36 Intriguing Delawareans • Leo Strine

Chief Justice of Delaware Supreme Court

Delaware Supreme Court Chief Justice Leo Strine easily builds the case for what’s good about the state’s judicial system: a unified culture (including working across organizational lines for the best results), a drive to improve productivity (there’s a 10-year partnership with the University of Delaware’s Lerner College of Business and Economics) a private-public partnership for the smooth digital flow of information and a bipartisan judiciary of “sensible people who treat each case seriously and come to fair decisions, blessedly compared to other politicized states.”

He bluntly builds the case for key issues that must be confronted by courts, politicians who control the money and every other stakeholder. Is the First State still corporate America’s first choice? Yes. High numbers of firms choose “Delaware to incorporate in for its reliable and accountable corporate law,” which strikes “a fair balance between managers and investors.” Do courts drive the economy and are then worth infrastructure investments? Yes. “Imagine downtown Wilmington without law firms” near courts. And don’t forget outdated Family Court and downstate facilities. Can the courts solve society’s woes alone? No. “The judiciary is [merely] the end point of a lot of societal failure,” he says. “We can’t incarcerate our way to safety,” he told the state bar association in 2015.

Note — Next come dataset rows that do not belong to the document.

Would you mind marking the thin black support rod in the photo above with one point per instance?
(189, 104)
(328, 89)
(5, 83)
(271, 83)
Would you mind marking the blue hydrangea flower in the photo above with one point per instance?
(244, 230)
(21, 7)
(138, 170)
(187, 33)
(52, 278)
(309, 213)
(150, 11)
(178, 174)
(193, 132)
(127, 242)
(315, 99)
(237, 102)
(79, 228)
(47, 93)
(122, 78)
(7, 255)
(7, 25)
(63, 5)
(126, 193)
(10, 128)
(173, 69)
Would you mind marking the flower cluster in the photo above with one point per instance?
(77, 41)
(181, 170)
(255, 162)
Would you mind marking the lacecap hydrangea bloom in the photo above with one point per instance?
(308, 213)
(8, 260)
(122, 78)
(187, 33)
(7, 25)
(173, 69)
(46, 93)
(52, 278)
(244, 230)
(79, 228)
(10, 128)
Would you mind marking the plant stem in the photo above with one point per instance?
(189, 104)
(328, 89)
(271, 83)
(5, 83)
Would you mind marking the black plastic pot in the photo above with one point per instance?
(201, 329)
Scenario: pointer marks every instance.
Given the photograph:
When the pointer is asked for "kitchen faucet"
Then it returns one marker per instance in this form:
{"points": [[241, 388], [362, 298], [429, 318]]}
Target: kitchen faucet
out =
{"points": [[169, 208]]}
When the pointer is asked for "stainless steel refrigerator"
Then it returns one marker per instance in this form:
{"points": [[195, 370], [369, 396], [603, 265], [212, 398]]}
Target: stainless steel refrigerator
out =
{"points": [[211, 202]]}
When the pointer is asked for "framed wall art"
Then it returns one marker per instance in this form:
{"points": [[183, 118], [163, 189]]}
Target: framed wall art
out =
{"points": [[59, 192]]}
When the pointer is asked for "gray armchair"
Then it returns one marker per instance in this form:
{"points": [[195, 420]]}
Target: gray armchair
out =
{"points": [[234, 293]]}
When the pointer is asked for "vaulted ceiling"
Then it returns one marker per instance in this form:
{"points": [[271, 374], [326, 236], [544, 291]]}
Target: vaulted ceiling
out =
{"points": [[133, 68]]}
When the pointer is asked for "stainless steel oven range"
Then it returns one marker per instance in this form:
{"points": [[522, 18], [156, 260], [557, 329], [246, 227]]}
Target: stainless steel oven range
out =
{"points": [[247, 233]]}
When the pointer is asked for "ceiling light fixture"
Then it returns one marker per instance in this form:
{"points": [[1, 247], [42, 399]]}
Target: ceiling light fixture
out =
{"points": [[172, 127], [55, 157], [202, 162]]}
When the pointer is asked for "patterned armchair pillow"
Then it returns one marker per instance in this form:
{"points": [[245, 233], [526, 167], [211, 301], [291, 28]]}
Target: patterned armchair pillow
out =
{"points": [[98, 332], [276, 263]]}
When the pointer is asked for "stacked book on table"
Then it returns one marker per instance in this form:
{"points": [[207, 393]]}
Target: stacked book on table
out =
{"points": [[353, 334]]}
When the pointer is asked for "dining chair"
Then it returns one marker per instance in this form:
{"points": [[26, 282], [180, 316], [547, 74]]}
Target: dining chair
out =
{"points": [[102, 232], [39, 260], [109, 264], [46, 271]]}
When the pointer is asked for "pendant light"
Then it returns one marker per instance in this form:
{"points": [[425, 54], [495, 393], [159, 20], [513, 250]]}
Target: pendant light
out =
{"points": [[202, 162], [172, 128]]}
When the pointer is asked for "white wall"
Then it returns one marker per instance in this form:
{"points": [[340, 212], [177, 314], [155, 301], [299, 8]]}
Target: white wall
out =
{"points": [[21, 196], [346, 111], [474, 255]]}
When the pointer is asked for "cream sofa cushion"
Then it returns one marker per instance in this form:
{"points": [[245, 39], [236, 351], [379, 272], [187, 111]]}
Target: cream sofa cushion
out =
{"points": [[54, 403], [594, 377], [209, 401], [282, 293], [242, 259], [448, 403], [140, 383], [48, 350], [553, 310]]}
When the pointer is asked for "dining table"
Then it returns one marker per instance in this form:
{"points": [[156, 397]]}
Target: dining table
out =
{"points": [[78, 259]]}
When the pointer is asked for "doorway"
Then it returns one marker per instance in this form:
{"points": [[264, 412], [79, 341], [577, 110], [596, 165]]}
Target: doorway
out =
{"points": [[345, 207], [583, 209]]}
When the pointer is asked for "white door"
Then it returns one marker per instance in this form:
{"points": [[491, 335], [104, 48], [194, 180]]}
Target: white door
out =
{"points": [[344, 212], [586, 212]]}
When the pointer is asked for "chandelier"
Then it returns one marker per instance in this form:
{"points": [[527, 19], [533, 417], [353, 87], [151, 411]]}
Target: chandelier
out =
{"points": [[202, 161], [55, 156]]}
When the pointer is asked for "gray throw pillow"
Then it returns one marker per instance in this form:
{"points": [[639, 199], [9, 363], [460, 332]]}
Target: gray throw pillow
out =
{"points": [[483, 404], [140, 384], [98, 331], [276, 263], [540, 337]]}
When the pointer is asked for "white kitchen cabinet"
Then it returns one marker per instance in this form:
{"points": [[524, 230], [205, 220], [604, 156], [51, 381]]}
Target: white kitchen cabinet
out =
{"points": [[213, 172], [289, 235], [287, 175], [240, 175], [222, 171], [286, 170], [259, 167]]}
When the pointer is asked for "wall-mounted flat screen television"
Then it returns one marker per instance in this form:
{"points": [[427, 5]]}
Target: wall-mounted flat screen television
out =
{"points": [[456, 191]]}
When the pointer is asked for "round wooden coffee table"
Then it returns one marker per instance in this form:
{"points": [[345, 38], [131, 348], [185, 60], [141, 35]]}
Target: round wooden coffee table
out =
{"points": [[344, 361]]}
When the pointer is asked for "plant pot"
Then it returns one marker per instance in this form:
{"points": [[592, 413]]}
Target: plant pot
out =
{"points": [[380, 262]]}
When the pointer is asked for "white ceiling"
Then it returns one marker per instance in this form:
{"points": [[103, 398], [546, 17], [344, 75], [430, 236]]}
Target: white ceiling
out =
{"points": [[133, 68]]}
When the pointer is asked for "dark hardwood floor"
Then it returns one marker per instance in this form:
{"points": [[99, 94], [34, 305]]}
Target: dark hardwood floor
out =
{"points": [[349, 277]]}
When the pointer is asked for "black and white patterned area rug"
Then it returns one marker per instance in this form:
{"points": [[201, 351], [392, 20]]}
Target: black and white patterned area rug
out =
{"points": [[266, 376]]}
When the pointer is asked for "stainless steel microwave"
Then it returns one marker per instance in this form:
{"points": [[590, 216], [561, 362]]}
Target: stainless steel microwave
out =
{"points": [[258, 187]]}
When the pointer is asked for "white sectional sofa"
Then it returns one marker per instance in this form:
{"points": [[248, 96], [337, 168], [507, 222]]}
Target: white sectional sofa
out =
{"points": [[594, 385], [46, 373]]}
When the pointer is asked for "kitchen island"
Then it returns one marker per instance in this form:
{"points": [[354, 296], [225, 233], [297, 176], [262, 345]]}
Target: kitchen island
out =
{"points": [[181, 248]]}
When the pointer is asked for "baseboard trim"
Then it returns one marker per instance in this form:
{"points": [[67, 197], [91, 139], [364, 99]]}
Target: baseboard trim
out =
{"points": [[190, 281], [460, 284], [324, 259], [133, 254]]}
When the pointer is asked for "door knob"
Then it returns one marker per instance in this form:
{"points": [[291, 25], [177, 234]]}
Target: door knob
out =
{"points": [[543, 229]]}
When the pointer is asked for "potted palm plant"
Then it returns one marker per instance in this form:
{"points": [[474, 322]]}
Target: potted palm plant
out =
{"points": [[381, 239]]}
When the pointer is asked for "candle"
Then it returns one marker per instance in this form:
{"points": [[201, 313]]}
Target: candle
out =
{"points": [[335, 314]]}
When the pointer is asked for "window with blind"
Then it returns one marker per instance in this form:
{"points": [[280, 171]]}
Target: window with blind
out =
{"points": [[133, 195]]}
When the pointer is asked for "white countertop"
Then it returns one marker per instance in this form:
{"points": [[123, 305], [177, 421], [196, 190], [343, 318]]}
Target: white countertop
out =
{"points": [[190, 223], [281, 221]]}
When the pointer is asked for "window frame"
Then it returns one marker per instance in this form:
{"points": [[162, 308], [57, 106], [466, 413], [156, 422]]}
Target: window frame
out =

Strine, 53, grew up in Hockessin and was recruited to play soccer at the University of Delaware, where he was drawn to politics, starting as a campaign volunteer for Tom Carper. Strine has devoted his adulthood to law, as a court clerk, litigator, Court of Chancery judge, lecturer, author and adjunct professor, emphasizing corporate law in many of those roles. He was also legal counsel and policy coordinator to Carper, who awarded him the Order of the First State for jobs well done. In 2014, he was appointed to a 12-year term as chief justice. In a 2005 Delaware Journal of Corporate law article, he emphasized this motivation: “the continued worthiness of the liberal vision of a just society.”